今回の配達先は世界有数の競馬大国・オーストラリアのリッチモンド。この町の育成牧場(競馬用の馬を育てる牧場)で競走馬の調教ライダーとして働く佐藤太朗さん(30)と、大阪に住む父・順一さん(63)、母・由江さん(60)をつなぐ。中学時代に乗馬を始めた太朗さんは、競走馬の育成を志して3年前にオーストラリアへ。父は「怪我だけが心配。でも人生は一度きり。好きなことをすればいい」と見守っている。
太朗さんが働く牧場のオーナーはドバイの王様で、オーストラリアに数ある育成牧場の中でも特に巨額の資金が投入され、充実した設備をもち、超一流の馬を多く排出。1頭数千万円から1億円を超す高級馬86頭が管理されている。
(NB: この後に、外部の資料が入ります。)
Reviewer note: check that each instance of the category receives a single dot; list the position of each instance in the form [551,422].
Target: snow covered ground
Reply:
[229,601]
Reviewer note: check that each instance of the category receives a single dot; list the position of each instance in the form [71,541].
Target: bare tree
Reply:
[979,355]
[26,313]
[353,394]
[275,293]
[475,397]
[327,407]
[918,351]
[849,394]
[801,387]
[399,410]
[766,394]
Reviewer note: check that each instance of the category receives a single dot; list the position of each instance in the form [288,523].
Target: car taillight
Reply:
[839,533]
毎朝、太朗さんは担当する馬の体調チェックや世話をしたあと、馬に乗って練習用コースへ。調教ライダーとは、調教師の指示通りに馬を走らせて効果的なトレーニングをさせる人のこと。まずはスローワークと呼ばれる走法で、馬を無理なくゆっくり走らせる。ライダーにとっても基本となる技術だが、中には馬に振り落とされるライダーもいる。その後、馬を乗り換えてファストワークという調教を行う。決められた距離を決められた時間で走らせるトレーニングで、「これは結構難しい。うちの調教師はタイムにシビアで、100mを75秒で乗って来いといわれたら76秒でも74秒でもダメなんです」。太朗さんはヘルメットに装着したメトロノームのリズムを頼りにスピードを細かく調整し、1秒の誤差なく走らせる。絶妙なスピード管理によってサラブレッドを一流のアスリートに調教していくのだ。
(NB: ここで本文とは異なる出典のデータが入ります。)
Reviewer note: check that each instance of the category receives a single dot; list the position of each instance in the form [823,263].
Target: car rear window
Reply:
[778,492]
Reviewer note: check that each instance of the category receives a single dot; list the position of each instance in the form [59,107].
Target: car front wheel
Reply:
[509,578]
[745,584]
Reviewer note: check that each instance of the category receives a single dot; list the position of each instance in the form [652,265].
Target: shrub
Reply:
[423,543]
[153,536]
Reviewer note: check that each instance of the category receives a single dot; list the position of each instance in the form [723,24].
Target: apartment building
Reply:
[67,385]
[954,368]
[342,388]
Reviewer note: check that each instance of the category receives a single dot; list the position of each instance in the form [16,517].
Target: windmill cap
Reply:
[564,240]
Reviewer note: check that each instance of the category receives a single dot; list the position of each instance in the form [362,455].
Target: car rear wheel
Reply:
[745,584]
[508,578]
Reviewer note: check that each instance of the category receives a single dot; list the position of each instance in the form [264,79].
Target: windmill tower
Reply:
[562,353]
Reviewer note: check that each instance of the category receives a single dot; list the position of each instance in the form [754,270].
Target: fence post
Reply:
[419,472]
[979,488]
ファストワークを行うライダーは5人だが、この牧場に11人いる調教ライダーのうち、ファストワークを任されているのは太朗さんただ1人。あとは現役の一流ジョッキーに来てもらっているとう。だが言葉のハンデもあった太朗さんがファストワークの仕事を勝ち取るには大変な苦労があったという。「最初の2年間は調教師に信用してもらえず、何度もやめようと思った」と振り返る。毎日のスローワークで落馬しないなど小さなことを積み重ね、来る日も来る日もアピールを繰り返したという。「このポジションを手に入れた限り誰にも渡さへんし、“誰よりうまく乗ってやる”と思っている」と太朗さんは胸を張る。
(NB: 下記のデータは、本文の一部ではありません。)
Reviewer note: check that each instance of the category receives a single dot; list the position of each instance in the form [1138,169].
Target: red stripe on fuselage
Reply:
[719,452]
そんな太朗さんには忘れられない出来事がある。中学生の時、父が経営する会社が倒産の危機に陥ったが、「何も知らなくて、プレミア付きのバスケットシューズをねだったんです。父は何も言わず3万円をくれました。当時大変だったことは後に知ったのですが、父はそれを子供たちに一切感じさせなかった。頭が上がらないですね。尊敬しています」と振り返る。そんな太朗さんの言葉に父は「泣かせるね。初めて聞きました。でも子供を育てるのは親の務め。できることはしてやりたかった」と当時の思いを明かす。
調教ライダーとして認められた今、次の目標は自分の考えで馬を育てて調教する「調教師」になること。自らの手腕で会社を切り盛りしてきた父のように、いつかは独立して自分の手でレースに勝つ馬を育てたいという。
そんな太朗さんに父から届けられたのは、太朗さんが小学生のときに家族で撮った写真。会社が苦しいときに父の支えとなったのが家族だったこと、そしてこの写真を父がいつも財布に入れていたことを聞かされた太朗さんは、感極まって涙をこぼす。さらに写真の裏に書かれた「苦あれば楽あり。頑張った分、最後は報われる」という父の言葉に、太朗さんは「深いですね。しんどい時も多いので、ぐっと来ます」と語るのだった。